Bursting with sweet, herby, garlic flavor, this Fermented Basil and Garlic Paste recipe is the perfect base for dressings and sauces.
One of the best ways to preserve herbs and spices is making them into a fermented paste. It saves time and it’s super convenient. Instead of mincing garlic and basil when I need it for a recipe, I can pop open the fridge, grab the fermented paste and scoop it out. I have several different pastes ready to go for flavoring.
Pastes are trickier to make than other ferments, because they
- Have very little brine.
- Need to be carefully packed and weighted so they’re not exposed to air. The best way to do this is with a fermentation weight or a ziploc baggie filled with water.

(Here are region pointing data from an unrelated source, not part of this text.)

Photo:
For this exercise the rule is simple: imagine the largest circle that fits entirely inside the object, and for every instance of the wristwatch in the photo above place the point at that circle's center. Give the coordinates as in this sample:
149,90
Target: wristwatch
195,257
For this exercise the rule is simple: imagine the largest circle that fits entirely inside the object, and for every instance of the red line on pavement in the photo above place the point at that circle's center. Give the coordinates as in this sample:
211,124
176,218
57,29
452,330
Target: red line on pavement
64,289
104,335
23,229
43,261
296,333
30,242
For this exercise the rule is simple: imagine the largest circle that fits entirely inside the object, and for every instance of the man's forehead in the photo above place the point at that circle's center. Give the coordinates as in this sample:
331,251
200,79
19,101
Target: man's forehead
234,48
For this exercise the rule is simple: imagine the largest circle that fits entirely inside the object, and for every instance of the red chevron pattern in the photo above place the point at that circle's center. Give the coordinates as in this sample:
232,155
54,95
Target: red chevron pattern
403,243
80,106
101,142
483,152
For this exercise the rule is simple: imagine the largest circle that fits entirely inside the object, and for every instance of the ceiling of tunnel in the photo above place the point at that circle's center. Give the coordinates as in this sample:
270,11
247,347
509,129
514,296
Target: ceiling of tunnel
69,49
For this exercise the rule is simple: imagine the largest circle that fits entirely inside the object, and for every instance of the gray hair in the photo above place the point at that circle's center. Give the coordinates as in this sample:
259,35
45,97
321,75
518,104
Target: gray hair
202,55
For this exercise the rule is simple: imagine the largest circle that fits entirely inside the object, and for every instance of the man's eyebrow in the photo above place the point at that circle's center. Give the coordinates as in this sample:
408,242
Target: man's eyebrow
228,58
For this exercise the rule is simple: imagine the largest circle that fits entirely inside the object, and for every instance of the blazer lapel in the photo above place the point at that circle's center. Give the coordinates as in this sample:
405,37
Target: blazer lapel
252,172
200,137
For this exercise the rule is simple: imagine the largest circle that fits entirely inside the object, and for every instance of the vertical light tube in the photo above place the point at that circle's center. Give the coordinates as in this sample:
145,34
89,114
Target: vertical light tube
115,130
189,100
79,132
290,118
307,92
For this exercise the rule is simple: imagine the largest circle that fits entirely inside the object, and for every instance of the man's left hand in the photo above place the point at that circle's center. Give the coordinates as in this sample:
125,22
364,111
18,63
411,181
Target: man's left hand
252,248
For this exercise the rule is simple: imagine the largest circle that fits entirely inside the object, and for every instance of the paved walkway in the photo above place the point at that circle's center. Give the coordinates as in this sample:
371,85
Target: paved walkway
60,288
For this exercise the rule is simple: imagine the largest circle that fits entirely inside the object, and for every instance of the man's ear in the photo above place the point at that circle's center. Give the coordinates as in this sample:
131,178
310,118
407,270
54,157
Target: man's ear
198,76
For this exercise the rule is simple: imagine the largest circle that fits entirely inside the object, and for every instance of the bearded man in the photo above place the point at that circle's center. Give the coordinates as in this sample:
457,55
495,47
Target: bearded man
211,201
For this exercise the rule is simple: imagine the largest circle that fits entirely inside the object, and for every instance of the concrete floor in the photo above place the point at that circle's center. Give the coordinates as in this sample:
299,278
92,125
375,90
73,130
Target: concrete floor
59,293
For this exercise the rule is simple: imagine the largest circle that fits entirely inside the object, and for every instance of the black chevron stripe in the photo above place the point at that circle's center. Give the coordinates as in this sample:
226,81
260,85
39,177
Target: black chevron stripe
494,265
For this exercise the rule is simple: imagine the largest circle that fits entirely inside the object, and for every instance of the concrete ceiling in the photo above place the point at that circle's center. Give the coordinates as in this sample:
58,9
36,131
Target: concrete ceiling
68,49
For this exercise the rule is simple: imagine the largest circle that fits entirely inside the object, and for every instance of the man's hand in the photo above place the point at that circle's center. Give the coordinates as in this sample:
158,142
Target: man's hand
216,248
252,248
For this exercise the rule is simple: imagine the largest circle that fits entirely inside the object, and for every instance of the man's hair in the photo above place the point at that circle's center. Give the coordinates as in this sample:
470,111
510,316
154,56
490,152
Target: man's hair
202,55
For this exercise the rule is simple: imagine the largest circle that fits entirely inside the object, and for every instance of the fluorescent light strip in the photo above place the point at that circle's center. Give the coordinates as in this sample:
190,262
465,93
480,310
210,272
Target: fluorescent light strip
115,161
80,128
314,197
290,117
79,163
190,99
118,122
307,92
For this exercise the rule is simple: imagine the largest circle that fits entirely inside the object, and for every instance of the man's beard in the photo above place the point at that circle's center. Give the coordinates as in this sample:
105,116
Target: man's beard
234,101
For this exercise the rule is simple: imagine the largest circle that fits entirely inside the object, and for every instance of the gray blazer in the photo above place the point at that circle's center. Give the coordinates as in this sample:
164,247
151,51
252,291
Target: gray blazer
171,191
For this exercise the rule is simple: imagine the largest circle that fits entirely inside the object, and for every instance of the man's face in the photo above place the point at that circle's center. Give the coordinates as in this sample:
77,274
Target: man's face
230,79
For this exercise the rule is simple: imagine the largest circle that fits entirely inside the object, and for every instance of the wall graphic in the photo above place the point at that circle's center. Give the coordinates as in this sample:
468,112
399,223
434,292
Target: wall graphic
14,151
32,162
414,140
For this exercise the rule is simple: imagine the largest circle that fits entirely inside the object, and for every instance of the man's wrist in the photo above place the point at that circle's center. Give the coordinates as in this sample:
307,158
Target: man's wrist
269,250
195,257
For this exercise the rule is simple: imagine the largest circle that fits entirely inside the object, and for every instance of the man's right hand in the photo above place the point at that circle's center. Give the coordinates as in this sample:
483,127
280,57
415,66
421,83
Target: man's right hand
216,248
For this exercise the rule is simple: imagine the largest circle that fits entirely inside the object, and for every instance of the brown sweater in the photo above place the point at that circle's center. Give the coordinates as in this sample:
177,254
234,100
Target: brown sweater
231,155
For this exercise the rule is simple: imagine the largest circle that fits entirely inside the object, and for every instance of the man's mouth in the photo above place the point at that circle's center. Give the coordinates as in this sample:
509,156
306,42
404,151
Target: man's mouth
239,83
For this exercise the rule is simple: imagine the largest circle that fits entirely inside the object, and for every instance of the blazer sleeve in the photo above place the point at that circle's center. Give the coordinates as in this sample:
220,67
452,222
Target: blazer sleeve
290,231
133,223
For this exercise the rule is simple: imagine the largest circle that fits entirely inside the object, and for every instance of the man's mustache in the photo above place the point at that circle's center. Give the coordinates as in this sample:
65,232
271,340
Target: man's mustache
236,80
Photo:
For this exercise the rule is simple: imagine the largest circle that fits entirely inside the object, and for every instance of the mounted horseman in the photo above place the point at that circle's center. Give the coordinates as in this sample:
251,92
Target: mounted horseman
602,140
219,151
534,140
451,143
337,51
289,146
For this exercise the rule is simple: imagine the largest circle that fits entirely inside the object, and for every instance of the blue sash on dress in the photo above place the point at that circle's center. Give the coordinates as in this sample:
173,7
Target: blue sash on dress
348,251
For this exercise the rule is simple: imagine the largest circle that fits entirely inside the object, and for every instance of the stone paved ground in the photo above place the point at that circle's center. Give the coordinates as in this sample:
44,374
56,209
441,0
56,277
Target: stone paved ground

- Ferment longer than other ferments. It takes longer for them to develop acidity.
Besides being a little tricky, pastes are easy to make, because all you have to do is throw all the ingredients into a food processor and blend it into a paste, pack it tightly and wait for the magic to happen.
Waiting for it to ferment is the hardest part, I promise.
- 4 cups of fresh basil (about 2-3 large bunches)
- 3 cloves of garlic
- ½ teaspoon of sea salt
- Put the basil, garlic and salt into a food processor and blend into a paste.
- Taste to see if you have enough salt. It should taste on the salty side, because pastes are meant to be used as flavor enhancers. Similar to a bouillon.
- Add the paste to a small mason jar and leave about 1 inch of space from the top.
- Press it down with a spoon or tamper. You should see the brine come up and over the paste when pressed. The brine may go down after pressing, but it's still fine. This is enough brine to ferment in.
- Add a fermentation weight to reduce exposure to air and prevent mold.
- Set on the counter out of direct sunlight for 14-21 days.
- Check every few days to make sure the paste is under the brine or press it back down.
- After 14 days, taste the paste for acidity. It's ready when it it tastes slightly pickled and is dull green.
- When ready, store in the refrigerator. Paste will last for up to 1 year.
This paste can be used as a pesto base. When it’s done fermenting add olive oil, parmesan cheese and ground pine nuts for pesto.